No dia 31 de março, o advogado Marcos Eiró foi empossado como novo titular da Seel (Secretária de Esporte e Lazer). Eiró recebeu a reportagem do Bola em sua sala e contou um pouco sobre sua vida e seus planos de governo. Confira:
Bola: Como foi feito o convite para o senhor atuar na Secretaria de Esporte e Lazer? Qual sua experiência?
Marcos Eiró: Eu vim para a Seel a convite do governador do Estado, Simão Jatene, e venho há 21 anos militando na área jurídica com meu escritório próprio, particular, e já exerci o cargo de diretor-presidente da Loterpa (Loteria do Estado do Pará), e também o cargo de assessor especial do governador e o cargo de secretário de Estado de Justiça, na era do governo passado, do Simão Jatene.
Bola: Qual é o seu conhecimento da área esportiva?
Marcos Eiró: Não tenho conhecimento especificamente técnico em si, mas sim do que a gente lê, se intera, do que a gente gosta e tudo mais. Entendo que a área esportiva é uma área cidadã. Então o esporte é cidadania, e, por isso, estaria ‘linkado’ também dentro do contexto maior do que seria esporte em si. Até porque hoje, quando se fala esporte, para a população menos informada, é só o futebol. O esporte, na verdade, tem várias modalidades, que através dessa prática a gente transforma em uma questão social. Então, nós viemos para cá não com grande conhecimento da área do esporte, mas vamos nos empenhar o máximo para isso, vamos chegar em todas as federações do esporte para mostrar que a Seel é a casa deles também.

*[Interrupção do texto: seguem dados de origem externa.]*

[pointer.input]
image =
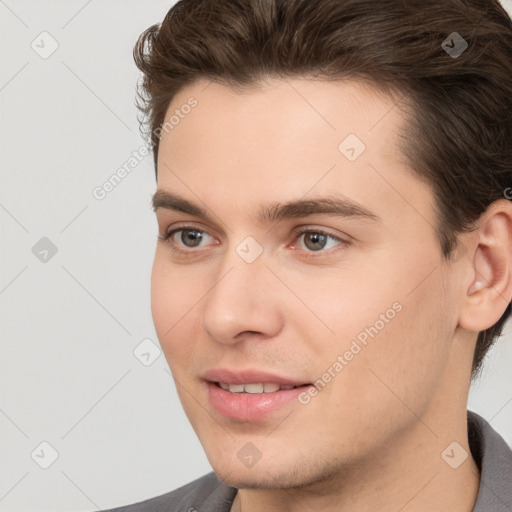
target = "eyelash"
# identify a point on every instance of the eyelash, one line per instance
(167, 238)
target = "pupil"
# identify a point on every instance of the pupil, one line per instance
(315, 238)
(191, 236)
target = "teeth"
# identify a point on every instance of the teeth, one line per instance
(254, 388)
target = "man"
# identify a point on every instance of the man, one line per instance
(335, 248)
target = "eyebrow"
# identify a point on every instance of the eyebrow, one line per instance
(335, 206)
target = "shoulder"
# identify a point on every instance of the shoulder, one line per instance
(494, 459)
(205, 494)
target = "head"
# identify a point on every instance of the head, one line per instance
(265, 117)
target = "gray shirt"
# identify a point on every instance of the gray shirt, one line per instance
(491, 453)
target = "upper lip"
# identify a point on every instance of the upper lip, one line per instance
(249, 377)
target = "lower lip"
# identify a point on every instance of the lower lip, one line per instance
(248, 406)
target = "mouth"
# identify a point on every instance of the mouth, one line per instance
(256, 388)
(253, 402)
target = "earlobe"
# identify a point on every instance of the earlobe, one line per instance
(490, 289)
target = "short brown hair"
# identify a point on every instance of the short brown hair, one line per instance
(459, 136)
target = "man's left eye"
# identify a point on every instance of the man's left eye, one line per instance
(318, 240)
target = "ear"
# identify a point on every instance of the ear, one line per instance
(488, 287)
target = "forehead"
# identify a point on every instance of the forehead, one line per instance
(285, 138)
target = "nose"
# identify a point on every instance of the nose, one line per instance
(244, 302)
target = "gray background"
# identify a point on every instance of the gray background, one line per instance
(70, 323)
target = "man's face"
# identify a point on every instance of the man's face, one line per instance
(362, 301)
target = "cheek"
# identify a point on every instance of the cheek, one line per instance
(174, 295)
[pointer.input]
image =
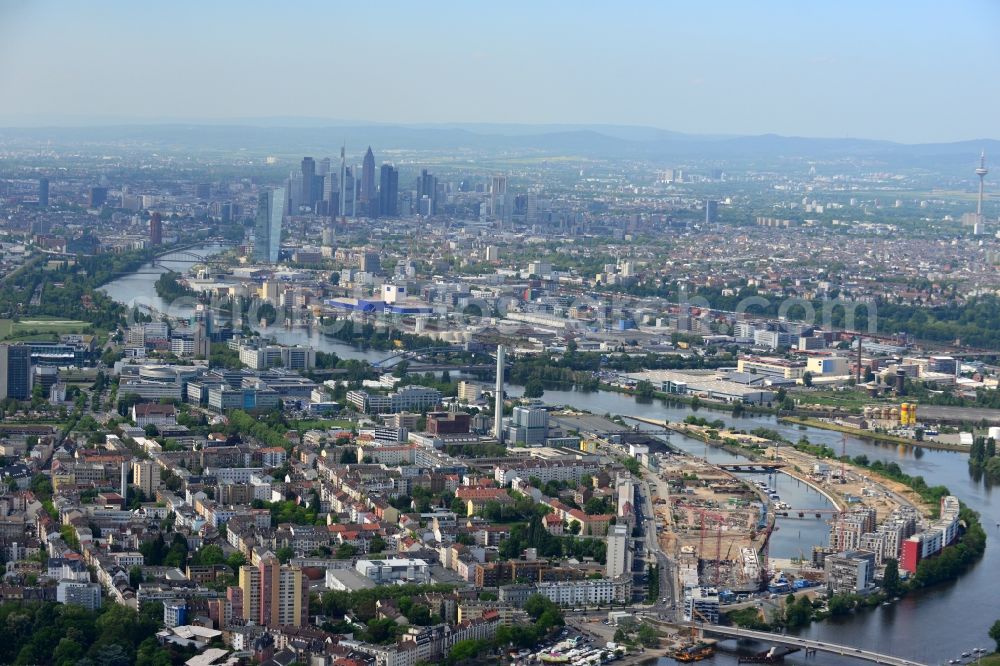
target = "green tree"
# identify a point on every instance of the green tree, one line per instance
(466, 650)
(534, 389)
(995, 633)
(891, 584)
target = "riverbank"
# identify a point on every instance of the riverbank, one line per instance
(869, 434)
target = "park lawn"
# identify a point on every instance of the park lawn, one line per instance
(40, 327)
(844, 399)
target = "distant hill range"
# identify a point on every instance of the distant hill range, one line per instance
(313, 136)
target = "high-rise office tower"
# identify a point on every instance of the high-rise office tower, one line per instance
(618, 560)
(981, 172)
(274, 595)
(331, 194)
(155, 229)
(308, 181)
(711, 211)
(367, 194)
(267, 228)
(343, 181)
(98, 197)
(427, 187)
(388, 191)
(350, 191)
(15, 371)
(498, 396)
(501, 203)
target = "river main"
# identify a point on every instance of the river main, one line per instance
(929, 627)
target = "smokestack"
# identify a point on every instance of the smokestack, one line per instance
(858, 380)
(498, 397)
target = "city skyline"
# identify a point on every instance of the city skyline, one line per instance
(678, 68)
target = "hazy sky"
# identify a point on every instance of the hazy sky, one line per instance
(910, 70)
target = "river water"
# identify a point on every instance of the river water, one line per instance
(930, 627)
(137, 289)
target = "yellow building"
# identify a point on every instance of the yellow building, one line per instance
(274, 594)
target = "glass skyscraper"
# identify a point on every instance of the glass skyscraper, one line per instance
(267, 229)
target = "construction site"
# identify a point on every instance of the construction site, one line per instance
(718, 523)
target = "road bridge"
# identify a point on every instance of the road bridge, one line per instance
(759, 468)
(804, 643)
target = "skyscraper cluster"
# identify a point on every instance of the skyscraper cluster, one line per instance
(345, 192)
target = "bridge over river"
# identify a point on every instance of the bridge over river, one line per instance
(804, 643)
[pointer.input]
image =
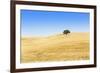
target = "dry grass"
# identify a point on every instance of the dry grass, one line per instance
(74, 46)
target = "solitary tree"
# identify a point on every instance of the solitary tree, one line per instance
(66, 32)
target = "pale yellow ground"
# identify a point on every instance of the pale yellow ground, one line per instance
(74, 46)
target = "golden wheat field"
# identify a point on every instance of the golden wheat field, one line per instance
(59, 47)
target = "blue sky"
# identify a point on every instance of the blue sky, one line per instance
(45, 23)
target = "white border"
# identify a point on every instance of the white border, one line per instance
(51, 64)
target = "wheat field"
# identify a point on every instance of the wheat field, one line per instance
(59, 47)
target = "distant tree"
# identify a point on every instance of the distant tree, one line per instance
(66, 32)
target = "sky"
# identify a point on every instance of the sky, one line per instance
(45, 23)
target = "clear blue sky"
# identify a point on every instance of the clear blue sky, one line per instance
(43, 23)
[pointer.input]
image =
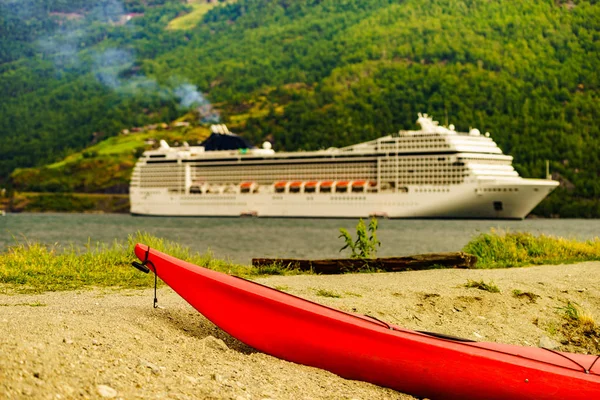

Bola: Quais os primeiros passos ou projetos que serão tocados pela Seel com o senhor à frente?
Marcos Eiró: Estamos trabalhando para futuramente marcar uma audiência com o ministro dos Esportes no sentido de alavancar mais recursos. Existe um projeto grandioso nessa praça do entorno do Mangueirão, que é um projeto considerado como a menina dos olhos do governador Simão Jatene, porque ele está incomodado realmente com essa precariedade que se encontra nessa área. Ou seja, é uma área que, uma vez construída essa grande praça, vai congregar toda a população e quem sabe fomentar o turismo no sentido de realizações de práticas desportivas, trazer outras pessoas não só do interior paraense, mas também do Brasil inteiro. Agora, dentre essas práticas esportivas, nós faremos uma ‘linkagem’ na questão do esporte com a saúde, com a educação e a segurança.
Bola: Nesse pouco tempo de trabalho, qual o balanço que o senhor fez da Seel?
Marcos Eiró: Realmente, a situação administrativa-organizacional é muito caótica. Nós estamos aqui empenhando todo o nosso esforço no sentido de organizar a casa, não vai ser fácil, mas nós vamos conseguir. Acredito que não só a Seel, mas também outras secretarias do Estado estão todas sucateadas.
Bola: Em relação ao Mangueirão, Remo e Paysandu boicotaram o estádio em grande parte do Parazão. Qual a sua posição?
Marcos Eiró: Isso é uma questão de momento. Eu acho que existe uma grande parceria entre a Seel, a Funtelpa (Fundação de Telecomunicações do Pará) e a federação de futebol. Nós estamos crentes que isso é uma picuinha passageira. Se for o caso, nós vamos marcar uma reunião e sempre estaremos abertos a qualquer diálogo. Nós estamos aqui para unir e alavancar o esporte paraense.
Bola: Qual a posição da Seel em relação ao esporte amador, tendo em vista as reclamações dos atletas pela falta de apoio?
Marcos Eiró: Acho que um ano seria tempo bastante para a gente já estar incrementando essa parte. É daí (esporte amador) que cria-se um profissional, então, eu repriso e bato nessa tecla de nós atingirmos o lado social acima de tudo.
Bola: Tem um projeto especifico pra isso?
Marcos Eiró: Ainda não. Mas gostaria de revelar que, semana passada, fiz questão de entregar nas mãos do governador uma lei de incentivo ao esporte paraense. É tipo a Lei Semear. Esse projeto já se encontra com o governador, ele deverá submeter à análise da Consultoria Jurídica do Estado e encaminhá-lo nos próximos dias à Alepa (Assembleia Legislativa do Pará).